XML, developed by the W3C is essentially an updated, somewhat simplified (though by no means simple) version of SGML more focused on networked information. XML and SGML have similar but not identical syntaxes, and it’s these syntactical differences which account for the differences between XHTML and HTML. However, XHTML has been cleverly designed so that syntactically correct XHTML is also correct HTML (though syntactically correct HTML will most likely not be correct XHTML).

HTML 4.01

Published in 1999 as HTML 4.0 and updated slightly in 2001 as version 4.01, this is still the most-up-to-date published version of HTML. HTML5, which I’ll detail in Chapter 11, is still in the draft stage. The current semantics and syntax of HTML—and the semantics of XHTML—are defined by HTML 4.01.

XHTML 1.0, 1.1, 2.0

After the publication of HTML 4 in 1999, the W3C turned its focus to XHTML, a very similar markup language grounded in the more modern general markup language, XML (itself a W3C standard for creating other, specialized markup languages). XHTML 1.0, published in early 2000, was designed to be entirely compatible with HTML 4.01, sharing the same semantics (the set of elements and attributes), and with a backward-compatible syntax. All XHTML 1.0 is valid HTML 4.01, though not all HTML 4.01 is valid XHTML 1.0.

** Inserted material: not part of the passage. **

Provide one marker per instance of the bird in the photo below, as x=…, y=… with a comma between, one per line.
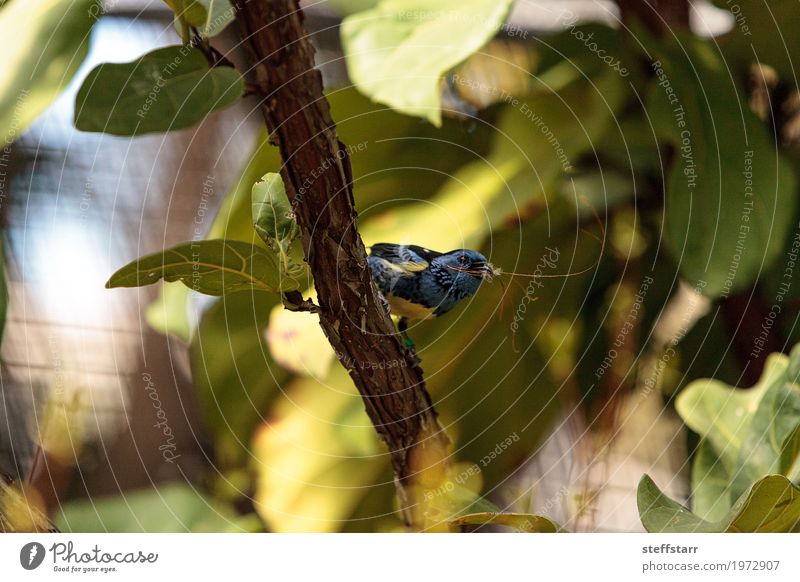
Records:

Subsequent versions of XHTML moved away from direct compatibility with HTML 4.01. XHTML 1.1 removes from the language a number of elements that had been marked as “deprecated” in HTML 4.01; when a language feature is declared deprecated in a specification, this alerts us to the likelihood that it will be removed from later versions of the language. XHTML 1.1 is a purely semantic markup language, with no presentational elements or attributes like font or align.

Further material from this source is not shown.